Predicting evolutionary outcomes from incomplete networks

To predict evolutionary outcomes from samples of incomplete networks, we trained a machine-learning model on the networks’ topological properties. Centralities characterize aspects of networks’ topologies43, and we focused on six well-known centralities: in-degree, out-degree, closeness, betweenness, HITS-hub, and HITS-authority (Supplementary Fig. 8). Centralities are calculated on a per-vertex basis, and we summarized the distribution of each centrality for each network by its mean and variance.

We used the resulting twelve statistics, as well as the maximum size of mutation and the degree of completion of the network, as features in a random forest classifier. The model was evaluated in 10-fold cross-validation using the unweighted F1 score mean (over the evolutionary outcomes) as the performance metric to reduce bias against rare evolutionary outcomes. We used a random search to optimize the hyperparameters of the classifier in a nested manner. The training and testing procedure is summarized below:

  1. 1.

    Partition the entire data set of complete and incomplete networks into 10 stratified folds, where each fold contains roughly similar fractions of each class of outcomes.
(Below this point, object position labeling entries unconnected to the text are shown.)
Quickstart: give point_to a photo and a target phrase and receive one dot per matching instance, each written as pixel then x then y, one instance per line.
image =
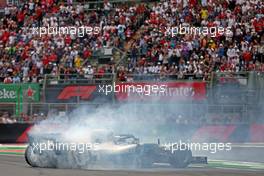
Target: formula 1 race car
pixel 118 151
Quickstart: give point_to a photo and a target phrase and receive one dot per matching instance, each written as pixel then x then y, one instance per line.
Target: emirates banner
pixel 176 91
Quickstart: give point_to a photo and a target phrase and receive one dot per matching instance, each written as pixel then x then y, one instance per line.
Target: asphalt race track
pixel 15 165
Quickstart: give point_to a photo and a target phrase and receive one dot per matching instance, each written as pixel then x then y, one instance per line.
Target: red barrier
pixel 161 91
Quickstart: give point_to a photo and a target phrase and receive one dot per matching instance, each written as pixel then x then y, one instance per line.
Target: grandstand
pixel 133 47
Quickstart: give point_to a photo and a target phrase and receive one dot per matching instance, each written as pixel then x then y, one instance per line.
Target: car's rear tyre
pixel 181 159
pixel 36 159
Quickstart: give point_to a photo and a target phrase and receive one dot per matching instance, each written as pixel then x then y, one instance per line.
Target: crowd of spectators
pixel 157 51
pixel 27 57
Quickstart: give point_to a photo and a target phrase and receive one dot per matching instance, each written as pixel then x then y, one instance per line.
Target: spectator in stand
pixel 200 55
pixel 27 57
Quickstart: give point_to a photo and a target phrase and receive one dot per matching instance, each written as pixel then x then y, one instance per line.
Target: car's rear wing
pixel 199 160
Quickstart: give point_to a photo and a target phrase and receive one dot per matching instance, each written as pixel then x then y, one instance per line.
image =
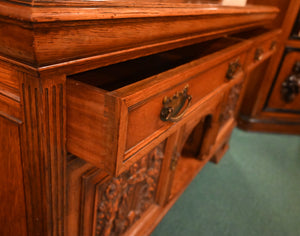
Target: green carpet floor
pixel 254 190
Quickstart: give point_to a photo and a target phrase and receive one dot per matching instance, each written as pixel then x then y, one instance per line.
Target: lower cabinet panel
pixel 111 205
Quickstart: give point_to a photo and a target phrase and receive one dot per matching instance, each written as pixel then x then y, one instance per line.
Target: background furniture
pixel 109 109
pixel 272 102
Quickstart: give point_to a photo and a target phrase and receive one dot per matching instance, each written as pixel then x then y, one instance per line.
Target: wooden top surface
pixel 60 34
pixel 66 10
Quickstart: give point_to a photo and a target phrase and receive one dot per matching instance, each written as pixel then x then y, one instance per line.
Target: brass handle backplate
pixel 273 45
pixel 258 54
pixel 173 105
pixel 233 68
pixel 290 87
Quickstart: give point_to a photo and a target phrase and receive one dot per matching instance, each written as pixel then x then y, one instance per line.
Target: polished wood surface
pixel 82 90
pixel 265 106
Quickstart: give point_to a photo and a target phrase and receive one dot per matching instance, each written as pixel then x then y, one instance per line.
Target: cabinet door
pixel 284 96
pixel 100 204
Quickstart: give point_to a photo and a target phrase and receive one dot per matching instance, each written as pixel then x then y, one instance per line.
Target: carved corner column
pixel 43 137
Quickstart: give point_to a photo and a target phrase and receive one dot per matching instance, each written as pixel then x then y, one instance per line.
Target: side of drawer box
pixel 106 127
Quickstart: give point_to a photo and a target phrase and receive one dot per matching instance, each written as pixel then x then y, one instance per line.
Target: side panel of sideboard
pixel 12 197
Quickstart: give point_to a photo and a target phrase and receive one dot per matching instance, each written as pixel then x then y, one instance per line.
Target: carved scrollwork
pixel 122 200
pixel 290 87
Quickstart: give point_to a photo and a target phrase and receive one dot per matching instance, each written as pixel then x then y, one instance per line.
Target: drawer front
pixel 105 127
pixel 144 120
pixel 285 93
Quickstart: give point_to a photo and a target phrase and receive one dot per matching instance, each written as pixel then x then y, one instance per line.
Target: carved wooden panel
pixel 12 197
pixel 43 153
pixel 122 200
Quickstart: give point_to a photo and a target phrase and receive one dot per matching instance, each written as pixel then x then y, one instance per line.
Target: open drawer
pixel 264 44
pixel 114 111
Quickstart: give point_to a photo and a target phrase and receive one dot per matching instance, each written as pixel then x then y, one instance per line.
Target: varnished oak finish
pixel 77 159
pixel 264 108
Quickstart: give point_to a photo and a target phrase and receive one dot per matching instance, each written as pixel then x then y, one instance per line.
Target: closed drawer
pixel 265 43
pixel 113 112
pixel 284 96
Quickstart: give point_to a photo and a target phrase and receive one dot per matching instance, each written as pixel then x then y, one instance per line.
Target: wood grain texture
pixel 55 35
pixel 43 152
pixel 12 195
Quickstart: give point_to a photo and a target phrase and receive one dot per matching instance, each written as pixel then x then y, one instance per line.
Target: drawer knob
pixel 233 68
pixel 173 105
pixel 258 54
pixel 290 87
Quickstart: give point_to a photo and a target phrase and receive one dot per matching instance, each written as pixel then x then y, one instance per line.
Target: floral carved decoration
pixel 122 200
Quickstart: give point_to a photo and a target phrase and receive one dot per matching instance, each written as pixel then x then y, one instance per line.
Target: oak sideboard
pixel 109 109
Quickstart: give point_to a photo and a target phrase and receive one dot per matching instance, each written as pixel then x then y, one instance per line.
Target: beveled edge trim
pixel 95 10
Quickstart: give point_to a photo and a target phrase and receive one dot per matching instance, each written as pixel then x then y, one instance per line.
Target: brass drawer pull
pixel 273 45
pixel 233 68
pixel 290 87
pixel 258 54
pixel 173 105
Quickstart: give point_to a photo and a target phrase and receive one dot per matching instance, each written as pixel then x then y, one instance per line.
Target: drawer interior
pixel 251 33
pixel 118 75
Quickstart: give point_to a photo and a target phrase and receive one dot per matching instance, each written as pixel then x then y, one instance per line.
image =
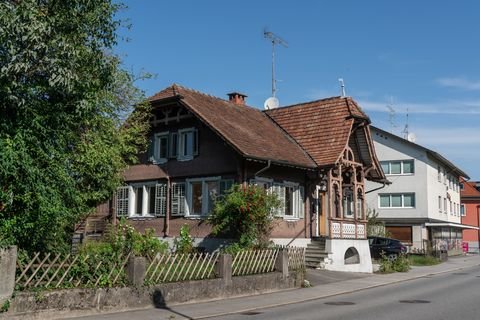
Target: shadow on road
pixel 159 303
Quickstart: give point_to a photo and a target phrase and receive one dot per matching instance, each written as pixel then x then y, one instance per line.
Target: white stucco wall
pixel 336 259
pixel 424 182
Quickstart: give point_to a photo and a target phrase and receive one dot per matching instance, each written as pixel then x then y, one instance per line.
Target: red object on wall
pixel 470 199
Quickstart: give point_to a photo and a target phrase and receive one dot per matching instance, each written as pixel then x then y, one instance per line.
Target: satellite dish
pixel 411 137
pixel 271 103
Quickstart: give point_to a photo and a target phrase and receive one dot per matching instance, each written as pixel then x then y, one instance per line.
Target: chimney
pixel 237 98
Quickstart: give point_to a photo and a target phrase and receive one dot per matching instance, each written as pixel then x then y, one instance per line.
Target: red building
pixel 470 211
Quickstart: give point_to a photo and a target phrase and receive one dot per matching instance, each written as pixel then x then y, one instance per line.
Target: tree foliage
pixel 245 214
pixel 63 102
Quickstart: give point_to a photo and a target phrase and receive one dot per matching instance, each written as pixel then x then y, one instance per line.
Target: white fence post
pixel 223 268
pixel 8 263
pixel 281 264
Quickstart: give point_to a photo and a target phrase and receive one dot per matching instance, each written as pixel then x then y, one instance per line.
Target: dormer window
pixel 182 145
pixel 161 147
pixel 187 144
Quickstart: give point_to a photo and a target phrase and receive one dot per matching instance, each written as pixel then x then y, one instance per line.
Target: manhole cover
pixel 340 303
pixel 414 301
pixel 250 313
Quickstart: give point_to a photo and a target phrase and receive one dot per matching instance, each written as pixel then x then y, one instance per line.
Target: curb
pixel 331 295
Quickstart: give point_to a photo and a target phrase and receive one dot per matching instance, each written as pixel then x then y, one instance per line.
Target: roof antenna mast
pixel 342 84
pixel 275 40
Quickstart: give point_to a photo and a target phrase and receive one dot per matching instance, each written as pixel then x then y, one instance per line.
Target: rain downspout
pixel 269 162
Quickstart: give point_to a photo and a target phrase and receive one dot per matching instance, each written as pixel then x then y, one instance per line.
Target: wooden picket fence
pixel 181 267
pixel 76 271
pixel 296 258
pixel 70 271
pixel 254 261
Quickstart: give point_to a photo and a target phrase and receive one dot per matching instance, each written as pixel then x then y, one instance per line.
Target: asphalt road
pixel 448 296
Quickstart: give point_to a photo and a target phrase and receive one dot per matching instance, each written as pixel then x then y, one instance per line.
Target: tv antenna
pixel 407 135
pixel 342 85
pixel 275 41
pixel 391 115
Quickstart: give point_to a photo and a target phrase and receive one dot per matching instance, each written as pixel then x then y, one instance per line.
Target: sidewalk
pixel 346 284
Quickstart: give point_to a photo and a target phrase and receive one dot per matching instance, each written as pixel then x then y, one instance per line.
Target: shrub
pixel 123 239
pixel 400 264
pixel 245 214
pixel 184 243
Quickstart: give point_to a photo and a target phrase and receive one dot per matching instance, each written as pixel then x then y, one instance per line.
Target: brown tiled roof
pixel 247 129
pixel 321 127
pixel 469 189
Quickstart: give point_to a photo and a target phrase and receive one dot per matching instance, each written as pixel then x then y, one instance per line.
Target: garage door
pixel 403 234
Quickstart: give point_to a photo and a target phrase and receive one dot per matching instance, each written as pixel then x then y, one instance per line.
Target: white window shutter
pixel 301 202
pixel 279 190
pixel 160 199
pixel 173 152
pixel 122 201
pixel 178 199
pixel 195 142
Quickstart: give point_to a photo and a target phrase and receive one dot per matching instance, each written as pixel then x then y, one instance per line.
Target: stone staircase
pixel 315 253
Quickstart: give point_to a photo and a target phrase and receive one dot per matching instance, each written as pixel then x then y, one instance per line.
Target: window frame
pixel 402 170
pixel 205 196
pixel 402 195
pixel 149 189
pixel 181 156
pixel 157 148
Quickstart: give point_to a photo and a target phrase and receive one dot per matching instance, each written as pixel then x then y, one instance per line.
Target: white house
pixel 422 203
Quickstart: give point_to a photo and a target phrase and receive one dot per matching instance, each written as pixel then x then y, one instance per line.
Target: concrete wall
pixel 80 302
pixel 336 257
pixel 8 261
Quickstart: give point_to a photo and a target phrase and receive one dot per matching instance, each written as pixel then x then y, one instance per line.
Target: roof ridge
pixel 308 102
pixel 200 92
pixel 282 129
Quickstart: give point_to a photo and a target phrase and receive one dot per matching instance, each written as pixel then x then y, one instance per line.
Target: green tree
pixel 64 98
pixel 245 214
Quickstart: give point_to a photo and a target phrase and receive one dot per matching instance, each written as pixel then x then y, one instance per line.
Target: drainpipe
pixel 166 229
pixel 264 169
pixel 478 230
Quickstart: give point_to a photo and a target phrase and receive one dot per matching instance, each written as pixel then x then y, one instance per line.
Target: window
pixel 178 199
pixel 202 194
pixel 292 197
pixel 160 149
pixel 348 210
pixel 397 200
pixel 187 144
pixel 141 200
pixel 400 167
pixel 182 145
pixel 173 151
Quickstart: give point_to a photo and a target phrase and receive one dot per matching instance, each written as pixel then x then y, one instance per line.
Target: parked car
pixel 391 248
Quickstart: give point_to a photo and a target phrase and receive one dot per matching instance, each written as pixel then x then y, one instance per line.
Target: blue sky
pixel 423 56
In addition, we partitioned the data such that the training and testing networks did not overlap, even at different degrees of completion of the networks: we did not train on a complete network and then test the model on an incomplete sample of the same network.

  2. 2.

    For each of the 10 outer folds (above), we further partition the training data to 10 stratified inner folds, following the same rules as before.

  3. 3.

    We then randomly select a set of hyperparameters for the classifier and evaluate its performance by training and testing on the inner folds. We randomly choose 106 incomplete networks for training each time because even the innermost training set was too large to fit in memory (~5.7 × 107 networks). We repeat this nested cross-validation method to identify suitable hyperparameters.

  4. 4.

    The optimal set of hyperparameters (from inner cross-validation) is then used to train the classifier on the training data from the outer fold.

  5. 5.

    The trained model is then tested on the test data from the outer fold.

  6. 6.

    Steps 2–5 are repeated on the next outer fold.
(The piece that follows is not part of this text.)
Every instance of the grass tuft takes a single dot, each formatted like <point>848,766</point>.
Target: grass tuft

To closely assess the performance of the classifier, we report the performance on the outermost test set averaged over the 10 outermost folds and grouped by the degree of completion of the networks and the maximum size of mutation.
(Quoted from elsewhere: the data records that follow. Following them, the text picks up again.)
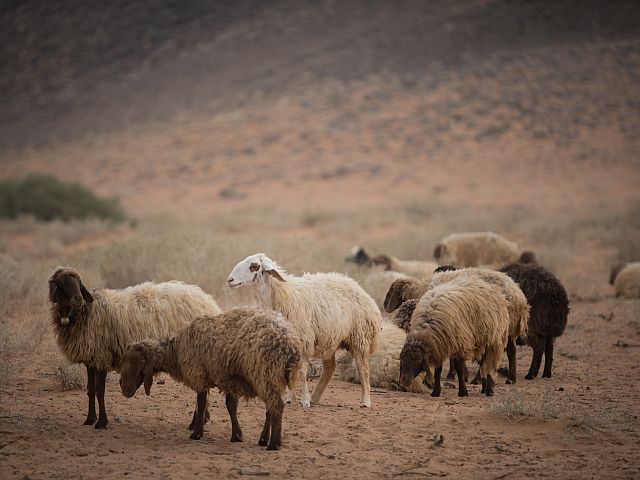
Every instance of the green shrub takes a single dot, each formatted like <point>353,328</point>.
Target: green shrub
<point>47,198</point>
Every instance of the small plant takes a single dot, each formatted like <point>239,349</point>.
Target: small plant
<point>48,198</point>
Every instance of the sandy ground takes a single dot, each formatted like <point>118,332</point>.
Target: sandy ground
<point>552,127</point>
<point>586,424</point>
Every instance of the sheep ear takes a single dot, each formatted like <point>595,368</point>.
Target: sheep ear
<point>148,376</point>
<point>274,273</point>
<point>53,288</point>
<point>85,294</point>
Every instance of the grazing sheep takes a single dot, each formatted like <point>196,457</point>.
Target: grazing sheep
<point>549,310</point>
<point>245,352</point>
<point>414,268</point>
<point>402,318</point>
<point>329,311</point>
<point>93,328</point>
<point>407,289</point>
<point>464,319</point>
<point>384,365</point>
<point>625,278</point>
<point>476,249</point>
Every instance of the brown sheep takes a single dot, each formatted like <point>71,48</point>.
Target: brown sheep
<point>94,328</point>
<point>245,352</point>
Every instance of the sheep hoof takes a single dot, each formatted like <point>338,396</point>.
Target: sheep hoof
<point>102,424</point>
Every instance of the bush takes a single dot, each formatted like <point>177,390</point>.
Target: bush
<point>47,198</point>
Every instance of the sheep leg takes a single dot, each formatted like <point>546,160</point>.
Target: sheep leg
<point>101,379</point>
<point>305,397</point>
<point>363,371</point>
<point>91,393</point>
<point>548,357</point>
<point>428,378</point>
<point>328,367</point>
<point>511,356</point>
<point>489,385</point>
<point>535,361</point>
<point>232,407</point>
<point>207,416</point>
<point>266,430</point>
<point>452,369</point>
<point>275,442</point>
<point>476,379</point>
<point>436,381</point>
<point>462,387</point>
<point>198,427</point>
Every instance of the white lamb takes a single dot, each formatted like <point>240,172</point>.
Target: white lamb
<point>328,311</point>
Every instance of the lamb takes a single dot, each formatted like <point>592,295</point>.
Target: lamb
<point>464,319</point>
<point>414,268</point>
<point>94,328</point>
<point>384,364</point>
<point>245,352</point>
<point>403,290</point>
<point>328,311</point>
<point>476,249</point>
<point>549,310</point>
<point>625,278</point>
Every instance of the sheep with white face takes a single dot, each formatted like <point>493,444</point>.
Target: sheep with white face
<point>328,311</point>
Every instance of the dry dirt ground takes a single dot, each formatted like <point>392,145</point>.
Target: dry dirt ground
<point>550,125</point>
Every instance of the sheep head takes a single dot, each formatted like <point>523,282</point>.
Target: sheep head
<point>135,368</point>
<point>68,293</point>
<point>440,252</point>
<point>252,269</point>
<point>413,360</point>
<point>358,256</point>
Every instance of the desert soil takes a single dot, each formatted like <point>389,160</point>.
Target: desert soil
<point>550,124</point>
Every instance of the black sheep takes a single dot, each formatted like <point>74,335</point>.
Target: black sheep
<point>548,315</point>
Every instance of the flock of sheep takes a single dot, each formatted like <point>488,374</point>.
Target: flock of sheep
<point>481,297</point>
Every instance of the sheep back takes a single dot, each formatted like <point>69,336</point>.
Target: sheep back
<point>329,311</point>
<point>246,351</point>
<point>466,317</point>
<point>116,318</point>
<point>384,364</point>
<point>546,296</point>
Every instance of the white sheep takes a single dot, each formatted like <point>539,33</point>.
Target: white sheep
<point>329,311</point>
<point>625,278</point>
<point>94,328</point>
<point>414,268</point>
<point>245,352</point>
<point>477,249</point>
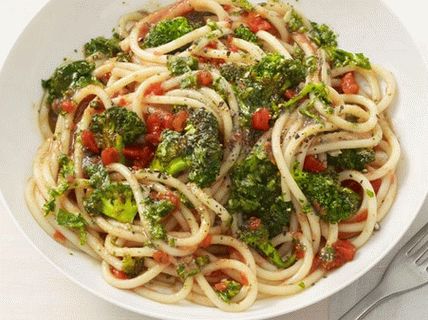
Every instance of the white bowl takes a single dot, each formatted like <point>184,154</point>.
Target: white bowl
<point>62,26</point>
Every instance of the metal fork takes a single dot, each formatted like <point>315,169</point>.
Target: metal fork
<point>407,271</point>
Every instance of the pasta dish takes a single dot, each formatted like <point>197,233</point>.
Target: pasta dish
<point>216,151</point>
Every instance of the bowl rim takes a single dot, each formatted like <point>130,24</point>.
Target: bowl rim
<point>159,314</point>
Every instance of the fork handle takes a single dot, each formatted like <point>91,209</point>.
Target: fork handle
<point>379,294</point>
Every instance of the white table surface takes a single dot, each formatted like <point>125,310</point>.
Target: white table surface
<point>31,288</point>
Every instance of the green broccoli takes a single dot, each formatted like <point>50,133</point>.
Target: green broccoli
<point>68,78</point>
<point>342,58</point>
<point>114,200</point>
<point>167,31</point>
<point>72,221</point>
<point>179,65</point>
<point>117,127</point>
<point>332,202</point>
<point>257,236</point>
<point>352,159</point>
<point>256,191</point>
<point>231,289</point>
<point>323,35</point>
<point>132,266</point>
<point>197,151</point>
<point>154,212</point>
<point>102,46</point>
<point>245,33</point>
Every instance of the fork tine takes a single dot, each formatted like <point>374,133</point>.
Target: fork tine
<point>409,248</point>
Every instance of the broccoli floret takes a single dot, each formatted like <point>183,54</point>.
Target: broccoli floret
<point>198,151</point>
<point>116,127</point>
<point>233,72</point>
<point>107,47</point>
<point>67,78</point>
<point>154,212</point>
<point>167,31</point>
<point>179,65</point>
<point>132,266</point>
<point>266,82</point>
<point>341,58</point>
<point>229,290</point>
<point>257,236</point>
<point>114,200</point>
<point>332,202</point>
<point>323,35</point>
<point>353,159</point>
<point>295,24</point>
<point>256,191</point>
<point>245,33</point>
<point>98,175</point>
<point>72,221</point>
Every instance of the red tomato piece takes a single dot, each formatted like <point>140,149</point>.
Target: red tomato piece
<point>118,274</point>
<point>206,242</point>
<point>161,257</point>
<point>179,122</point>
<point>88,141</point>
<point>110,155</point>
<point>260,119</point>
<point>256,22</point>
<point>154,89</point>
<point>348,84</point>
<point>312,164</point>
<point>205,78</point>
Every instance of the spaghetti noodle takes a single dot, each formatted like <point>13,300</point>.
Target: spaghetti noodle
<point>216,151</point>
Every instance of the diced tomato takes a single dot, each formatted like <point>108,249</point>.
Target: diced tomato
<point>260,119</point>
<point>88,141</point>
<point>122,102</point>
<point>348,84</point>
<point>68,106</point>
<point>213,61</point>
<point>110,155</point>
<point>312,164</point>
<point>221,286</point>
<point>376,185</point>
<point>256,22</point>
<point>353,185</point>
<point>230,45</point>
<point>161,257</point>
<point>290,93</point>
<point>206,242</point>
<point>344,251</point>
<point>205,78</point>
<point>58,236</point>
<point>212,44</point>
<point>315,263</point>
<point>155,89</point>
<point>347,235</point>
<point>154,137</point>
<point>179,121</point>
<point>244,280</point>
<point>254,223</point>
<point>118,274</point>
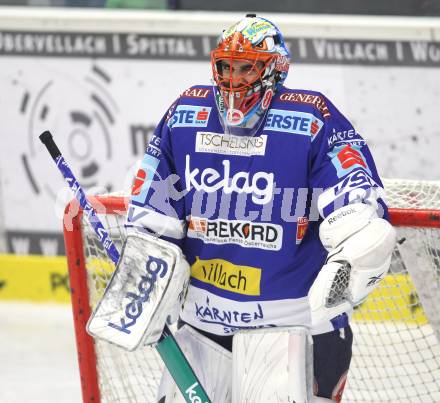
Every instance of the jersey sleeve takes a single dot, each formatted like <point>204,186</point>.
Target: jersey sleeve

Although training and optimization was done using the 12 statistics, the degree of completion of the networks, and the maximum size of mutation, we reasoned that the degree of completion of the networks and the maximum size of mutation will usually be unknown. To predict evolutionary outcomes without knowing these two quantities, we repeated the above procedure, but now marginalized over both quantities using a uniform prior and using the outcome with the highest marginal probability as the classifier’s output (Supplementary Fig. 10).

Code availability

The computer code used to generate and analyze the data in this study is available from the corresponding author upon request.

Data availability

The data that support the findings of this study are available from the corresponding author upon request.